The stamps and first day cover were designed by Ger Garland.

Bernardo O’Higgins is regarded as the Liberator of Chile. Born in Chile, Bernardo was the son of Ambrose O’Higgins, a Spanish officer of Irish origin who became Governor of Chile. The battle for Chilean Independence began in 1810 and by January 1817, the Royalist forces loyal to Spain were defeated and in 1818, Chile’s independence from Spain was proclaimed. Bernardo became the country’s first head of state, Director Supremo of Chile. However, his economic and social reforms were met with opposition and in 1823 he was forced to resign and went into exile in Lima, Peru, where he died in 1842.

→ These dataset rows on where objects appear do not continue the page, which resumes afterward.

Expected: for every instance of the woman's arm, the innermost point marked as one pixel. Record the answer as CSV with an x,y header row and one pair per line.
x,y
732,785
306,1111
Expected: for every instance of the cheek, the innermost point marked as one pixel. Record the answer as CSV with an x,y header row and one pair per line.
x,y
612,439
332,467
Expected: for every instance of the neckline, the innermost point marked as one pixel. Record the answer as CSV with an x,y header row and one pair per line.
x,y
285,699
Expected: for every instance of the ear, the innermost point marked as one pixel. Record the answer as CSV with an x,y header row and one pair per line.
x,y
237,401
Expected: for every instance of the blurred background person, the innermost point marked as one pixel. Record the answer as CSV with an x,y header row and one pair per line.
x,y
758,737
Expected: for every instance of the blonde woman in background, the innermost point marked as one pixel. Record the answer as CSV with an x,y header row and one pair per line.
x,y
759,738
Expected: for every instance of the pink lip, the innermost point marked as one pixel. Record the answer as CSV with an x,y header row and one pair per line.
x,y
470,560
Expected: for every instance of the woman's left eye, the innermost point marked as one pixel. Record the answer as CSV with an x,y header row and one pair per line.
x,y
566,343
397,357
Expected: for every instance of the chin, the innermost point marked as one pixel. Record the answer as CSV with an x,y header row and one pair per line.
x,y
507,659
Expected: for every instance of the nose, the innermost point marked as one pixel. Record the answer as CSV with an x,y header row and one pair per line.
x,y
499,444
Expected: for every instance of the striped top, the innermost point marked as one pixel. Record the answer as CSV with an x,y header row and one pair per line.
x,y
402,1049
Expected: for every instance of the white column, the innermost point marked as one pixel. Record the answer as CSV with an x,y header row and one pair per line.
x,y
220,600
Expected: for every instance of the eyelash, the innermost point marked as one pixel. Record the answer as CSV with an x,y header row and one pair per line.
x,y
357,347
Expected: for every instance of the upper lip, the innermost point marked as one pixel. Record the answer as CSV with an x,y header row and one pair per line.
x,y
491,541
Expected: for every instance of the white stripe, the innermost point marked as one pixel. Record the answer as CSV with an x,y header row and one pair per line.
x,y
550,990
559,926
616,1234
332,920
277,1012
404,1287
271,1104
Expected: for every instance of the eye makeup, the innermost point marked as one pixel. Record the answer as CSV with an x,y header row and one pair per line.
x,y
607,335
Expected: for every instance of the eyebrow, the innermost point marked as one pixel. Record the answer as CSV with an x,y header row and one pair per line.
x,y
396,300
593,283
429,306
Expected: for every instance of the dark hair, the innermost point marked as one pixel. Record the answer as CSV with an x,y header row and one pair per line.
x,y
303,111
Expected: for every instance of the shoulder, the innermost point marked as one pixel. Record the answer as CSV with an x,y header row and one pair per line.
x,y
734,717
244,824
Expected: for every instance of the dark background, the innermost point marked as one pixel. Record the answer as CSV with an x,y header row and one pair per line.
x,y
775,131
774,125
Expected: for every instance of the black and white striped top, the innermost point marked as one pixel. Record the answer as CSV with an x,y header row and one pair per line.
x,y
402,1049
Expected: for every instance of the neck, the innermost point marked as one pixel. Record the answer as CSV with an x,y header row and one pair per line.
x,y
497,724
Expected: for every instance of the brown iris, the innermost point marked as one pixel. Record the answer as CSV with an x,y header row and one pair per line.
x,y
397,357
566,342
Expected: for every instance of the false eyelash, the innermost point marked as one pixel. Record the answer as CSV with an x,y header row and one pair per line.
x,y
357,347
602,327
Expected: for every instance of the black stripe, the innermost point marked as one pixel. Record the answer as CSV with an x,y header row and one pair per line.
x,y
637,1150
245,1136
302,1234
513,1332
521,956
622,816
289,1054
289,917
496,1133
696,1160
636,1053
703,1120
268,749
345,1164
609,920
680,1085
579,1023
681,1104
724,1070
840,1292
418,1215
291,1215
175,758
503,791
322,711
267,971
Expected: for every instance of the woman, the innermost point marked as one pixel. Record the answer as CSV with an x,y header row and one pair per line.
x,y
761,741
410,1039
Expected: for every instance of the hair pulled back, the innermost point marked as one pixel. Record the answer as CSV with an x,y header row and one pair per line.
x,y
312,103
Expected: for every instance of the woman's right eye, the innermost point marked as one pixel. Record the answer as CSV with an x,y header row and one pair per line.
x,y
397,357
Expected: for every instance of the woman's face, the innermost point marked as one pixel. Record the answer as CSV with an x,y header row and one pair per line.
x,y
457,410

John MacKenna was born in 1771. In 1787 he joined the Irish Brigade of the Spanish army. He sailed for Peru in 1796, and in Lima, the viceroy, Ambrose O’Higgins, appointed MacKenna Governor of Osorno. In 1809, MacKenna married Josefina Vicuna y Larrain, a Chilean woman with revolutionary connections. Bernardo O’Higgins appointed him as one of the key officers to fight the Spanish army of General Antonio Pareja. In 1811 he became Governor of Valparaiso. After a coup d’etat he was banished to the Argentine province of Mendoza. He died in Buenos Aires in 1814.